Nick Flynn


Sleeping Beauty

When Sleeping Beauty finds the spindle

& pricks her finger & falls into her hundred-

year sleep, everyone around her falls as

well—her handmaids, her grooms, the cooks.

Dogs collapse in the courtyard, horses fold

in on themselves in the hay . . . . I’d forgotten

all that. Even the fire returns to embers,

fire’s version of sleep. In some tellings all

this sleep is a blessing, a solution to grief—

no one will miss her because they will sleep

as long as she sleeps & they will wake

when she wakes, no one having felt

a thing. Is this what we want, to take

everyone with us, to leave no one behind?
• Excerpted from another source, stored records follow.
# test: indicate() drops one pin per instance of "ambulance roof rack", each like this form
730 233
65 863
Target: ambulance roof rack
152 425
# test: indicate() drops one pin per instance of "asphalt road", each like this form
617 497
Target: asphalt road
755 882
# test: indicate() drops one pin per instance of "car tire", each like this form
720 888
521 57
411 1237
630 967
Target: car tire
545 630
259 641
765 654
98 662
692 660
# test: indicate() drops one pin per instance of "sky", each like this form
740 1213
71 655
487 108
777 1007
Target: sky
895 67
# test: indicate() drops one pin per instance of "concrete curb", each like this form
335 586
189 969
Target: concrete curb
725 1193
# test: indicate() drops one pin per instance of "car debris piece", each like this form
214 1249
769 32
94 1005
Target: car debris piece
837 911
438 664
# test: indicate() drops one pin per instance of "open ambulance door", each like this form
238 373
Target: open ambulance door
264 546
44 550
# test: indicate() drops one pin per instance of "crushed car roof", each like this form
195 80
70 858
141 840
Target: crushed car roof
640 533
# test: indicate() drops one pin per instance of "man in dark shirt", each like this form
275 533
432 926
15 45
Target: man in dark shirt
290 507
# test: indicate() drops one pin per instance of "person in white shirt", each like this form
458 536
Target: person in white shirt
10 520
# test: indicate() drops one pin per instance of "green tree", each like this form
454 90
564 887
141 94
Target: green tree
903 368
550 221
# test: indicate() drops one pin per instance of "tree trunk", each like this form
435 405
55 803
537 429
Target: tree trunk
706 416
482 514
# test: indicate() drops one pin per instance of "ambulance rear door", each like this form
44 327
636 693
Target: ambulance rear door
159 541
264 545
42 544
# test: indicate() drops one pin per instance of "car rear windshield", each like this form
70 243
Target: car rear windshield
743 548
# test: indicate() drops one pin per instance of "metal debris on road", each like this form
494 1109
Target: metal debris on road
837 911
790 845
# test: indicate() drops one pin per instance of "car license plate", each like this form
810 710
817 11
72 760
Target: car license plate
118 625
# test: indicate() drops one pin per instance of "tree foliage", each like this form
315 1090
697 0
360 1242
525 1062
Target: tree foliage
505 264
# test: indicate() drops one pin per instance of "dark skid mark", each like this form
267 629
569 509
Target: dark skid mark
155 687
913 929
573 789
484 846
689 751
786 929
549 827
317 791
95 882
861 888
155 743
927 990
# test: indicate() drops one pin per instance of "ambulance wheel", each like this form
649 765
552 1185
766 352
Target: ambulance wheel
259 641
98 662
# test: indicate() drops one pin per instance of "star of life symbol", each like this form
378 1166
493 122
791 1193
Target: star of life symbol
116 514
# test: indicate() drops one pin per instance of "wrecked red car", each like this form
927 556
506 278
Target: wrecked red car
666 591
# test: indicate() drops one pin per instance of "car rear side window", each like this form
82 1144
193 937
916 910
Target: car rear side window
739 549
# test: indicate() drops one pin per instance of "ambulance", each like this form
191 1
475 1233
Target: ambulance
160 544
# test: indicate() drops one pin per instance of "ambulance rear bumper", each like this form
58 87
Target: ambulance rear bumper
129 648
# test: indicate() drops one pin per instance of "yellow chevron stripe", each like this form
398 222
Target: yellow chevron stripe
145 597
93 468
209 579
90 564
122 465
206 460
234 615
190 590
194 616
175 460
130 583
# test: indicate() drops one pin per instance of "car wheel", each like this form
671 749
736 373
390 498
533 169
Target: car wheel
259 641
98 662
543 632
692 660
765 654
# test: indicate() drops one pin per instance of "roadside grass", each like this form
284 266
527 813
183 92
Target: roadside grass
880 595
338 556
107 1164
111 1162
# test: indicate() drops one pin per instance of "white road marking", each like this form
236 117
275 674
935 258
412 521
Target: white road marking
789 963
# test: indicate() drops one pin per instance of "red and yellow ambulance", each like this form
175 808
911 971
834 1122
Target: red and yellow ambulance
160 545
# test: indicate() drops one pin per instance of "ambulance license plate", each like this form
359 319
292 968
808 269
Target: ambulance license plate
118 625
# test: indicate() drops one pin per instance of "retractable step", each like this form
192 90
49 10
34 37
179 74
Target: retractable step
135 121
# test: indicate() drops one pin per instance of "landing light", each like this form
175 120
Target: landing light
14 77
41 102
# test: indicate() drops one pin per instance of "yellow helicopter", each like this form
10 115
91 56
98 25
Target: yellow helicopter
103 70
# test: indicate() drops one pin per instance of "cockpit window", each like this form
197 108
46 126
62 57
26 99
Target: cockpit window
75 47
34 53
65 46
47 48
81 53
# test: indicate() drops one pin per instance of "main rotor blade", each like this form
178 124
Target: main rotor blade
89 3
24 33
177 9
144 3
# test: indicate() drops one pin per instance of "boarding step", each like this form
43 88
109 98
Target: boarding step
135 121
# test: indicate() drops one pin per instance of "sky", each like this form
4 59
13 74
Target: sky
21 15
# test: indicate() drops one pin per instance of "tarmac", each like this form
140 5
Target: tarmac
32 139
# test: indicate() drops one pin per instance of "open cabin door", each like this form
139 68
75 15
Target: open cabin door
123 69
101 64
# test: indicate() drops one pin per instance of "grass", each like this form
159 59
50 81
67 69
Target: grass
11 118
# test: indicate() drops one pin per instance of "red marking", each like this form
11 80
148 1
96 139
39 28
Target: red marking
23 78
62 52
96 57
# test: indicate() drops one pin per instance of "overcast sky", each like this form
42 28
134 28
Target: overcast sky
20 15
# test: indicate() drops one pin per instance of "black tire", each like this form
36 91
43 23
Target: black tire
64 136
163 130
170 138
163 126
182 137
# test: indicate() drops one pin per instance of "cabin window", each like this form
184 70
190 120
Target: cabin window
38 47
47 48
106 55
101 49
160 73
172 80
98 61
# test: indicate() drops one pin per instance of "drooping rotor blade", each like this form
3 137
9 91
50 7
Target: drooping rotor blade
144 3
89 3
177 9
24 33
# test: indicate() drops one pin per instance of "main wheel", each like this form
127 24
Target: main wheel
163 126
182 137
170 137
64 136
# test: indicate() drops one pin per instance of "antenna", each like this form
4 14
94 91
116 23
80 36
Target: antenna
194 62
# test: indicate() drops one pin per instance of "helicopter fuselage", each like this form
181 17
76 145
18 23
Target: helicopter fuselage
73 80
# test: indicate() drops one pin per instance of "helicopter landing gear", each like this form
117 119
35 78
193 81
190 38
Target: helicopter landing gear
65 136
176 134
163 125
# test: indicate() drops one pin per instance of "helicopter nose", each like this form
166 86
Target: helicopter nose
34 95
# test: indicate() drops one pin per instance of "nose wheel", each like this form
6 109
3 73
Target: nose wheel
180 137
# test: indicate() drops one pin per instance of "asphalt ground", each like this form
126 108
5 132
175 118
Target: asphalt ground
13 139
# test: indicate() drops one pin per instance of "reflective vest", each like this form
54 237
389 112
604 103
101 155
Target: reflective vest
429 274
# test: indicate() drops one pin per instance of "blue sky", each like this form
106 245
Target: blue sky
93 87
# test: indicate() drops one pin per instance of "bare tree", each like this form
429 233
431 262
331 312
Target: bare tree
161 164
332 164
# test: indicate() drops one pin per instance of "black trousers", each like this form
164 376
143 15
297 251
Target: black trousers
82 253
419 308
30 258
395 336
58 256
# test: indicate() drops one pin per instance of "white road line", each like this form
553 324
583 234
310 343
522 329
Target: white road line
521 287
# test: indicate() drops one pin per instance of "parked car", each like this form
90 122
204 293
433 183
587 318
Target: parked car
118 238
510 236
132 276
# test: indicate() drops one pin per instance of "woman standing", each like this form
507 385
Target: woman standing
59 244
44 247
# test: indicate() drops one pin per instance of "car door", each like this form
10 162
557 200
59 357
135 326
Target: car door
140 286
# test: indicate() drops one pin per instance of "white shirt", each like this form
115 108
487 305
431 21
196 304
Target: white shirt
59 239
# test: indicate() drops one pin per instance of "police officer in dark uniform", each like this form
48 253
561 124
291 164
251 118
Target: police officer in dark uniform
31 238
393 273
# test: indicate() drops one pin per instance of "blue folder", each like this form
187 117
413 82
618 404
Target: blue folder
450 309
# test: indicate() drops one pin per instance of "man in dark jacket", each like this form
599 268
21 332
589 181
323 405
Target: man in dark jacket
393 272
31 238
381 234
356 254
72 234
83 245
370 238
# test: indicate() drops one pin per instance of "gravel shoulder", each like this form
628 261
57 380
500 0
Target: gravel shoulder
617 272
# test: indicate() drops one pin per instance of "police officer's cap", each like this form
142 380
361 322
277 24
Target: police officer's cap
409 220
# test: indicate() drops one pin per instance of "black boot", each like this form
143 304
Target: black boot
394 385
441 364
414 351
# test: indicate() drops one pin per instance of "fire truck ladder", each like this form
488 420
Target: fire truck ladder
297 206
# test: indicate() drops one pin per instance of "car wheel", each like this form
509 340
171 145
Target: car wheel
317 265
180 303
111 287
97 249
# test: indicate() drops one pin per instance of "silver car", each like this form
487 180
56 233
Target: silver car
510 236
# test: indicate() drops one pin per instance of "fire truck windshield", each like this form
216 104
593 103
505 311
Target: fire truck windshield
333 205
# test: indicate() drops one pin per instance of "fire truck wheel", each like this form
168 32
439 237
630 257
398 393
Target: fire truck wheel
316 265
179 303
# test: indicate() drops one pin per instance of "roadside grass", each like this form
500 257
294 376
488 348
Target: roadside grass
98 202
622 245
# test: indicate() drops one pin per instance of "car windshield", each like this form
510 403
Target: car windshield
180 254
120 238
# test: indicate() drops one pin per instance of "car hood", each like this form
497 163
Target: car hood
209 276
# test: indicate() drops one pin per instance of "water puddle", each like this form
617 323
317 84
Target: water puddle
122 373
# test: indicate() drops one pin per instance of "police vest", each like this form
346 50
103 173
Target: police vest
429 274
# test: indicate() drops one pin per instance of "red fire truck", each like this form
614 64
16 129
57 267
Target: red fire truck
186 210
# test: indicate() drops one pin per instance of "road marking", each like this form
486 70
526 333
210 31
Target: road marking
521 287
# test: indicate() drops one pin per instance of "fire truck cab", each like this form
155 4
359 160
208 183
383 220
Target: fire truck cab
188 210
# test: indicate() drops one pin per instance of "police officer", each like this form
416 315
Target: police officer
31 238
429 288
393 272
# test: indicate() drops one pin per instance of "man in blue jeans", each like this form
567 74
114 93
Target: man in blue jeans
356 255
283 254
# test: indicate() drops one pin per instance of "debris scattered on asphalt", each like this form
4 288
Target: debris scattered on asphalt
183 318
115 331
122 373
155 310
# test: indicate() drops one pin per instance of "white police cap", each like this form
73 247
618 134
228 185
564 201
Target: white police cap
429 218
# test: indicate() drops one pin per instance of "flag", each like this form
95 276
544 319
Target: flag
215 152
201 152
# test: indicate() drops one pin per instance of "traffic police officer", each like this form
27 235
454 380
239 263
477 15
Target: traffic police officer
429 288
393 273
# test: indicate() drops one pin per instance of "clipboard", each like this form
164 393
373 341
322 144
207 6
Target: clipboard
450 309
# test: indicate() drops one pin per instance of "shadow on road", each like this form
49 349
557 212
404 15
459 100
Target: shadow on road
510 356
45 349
To find a way not to feel all the days you

are not here? Some days I wish I could

sleep for a hundred years, other days

I wonder if I’ve ever really been awake.

In one version the curse is uttered by

a crone, in another by a fairy. The castle,

in both versions, as everyone falls &

almost at once, becomes overgrown—

wild roses, thick with thorns, surround its

walls, so thick they will tear the flesh of

anyone who dares come close. When I

tell you I’m a wounded animal this is what

I mean—I am the thorn & I am the spindle

& I am the curse . . . no one will remember

the years they felt nothing. 

 

God’s Will

Isn’t there a bird (what’s its name?)

that collects blue

 

things—bottle cap, rubber band,

bits of broken

 

cups—to make an elaborate, sparkling

blue nest on the ground. At

 

a meeting, a woman spoke of

her brother, who’d just

 

OD’d—teary,

 

she said she knew it was God’s

will. We all want to be held

 

a little higher. Bower

 

bird, that’s the name, it gathers

all that blue

 

& arranges it into a nest                                

to make the beloved, of course, 

 

want to stay. 


Nick Flynn has worked as a ship’s captain, an electrician, and as a caseworker with homeless adults. His most recent book is My Feelings (Graywolf, 2015), a collection of poems. In 2019, two new books will appear: Stay (Ze Books), a collection of collaborations and writings, as well as I Will Destroy You (Graywolf), a collection of poems. Nick’s work has been translated into fifteen languages. He is currently a professor on the creative writing faculty at the University of Houston.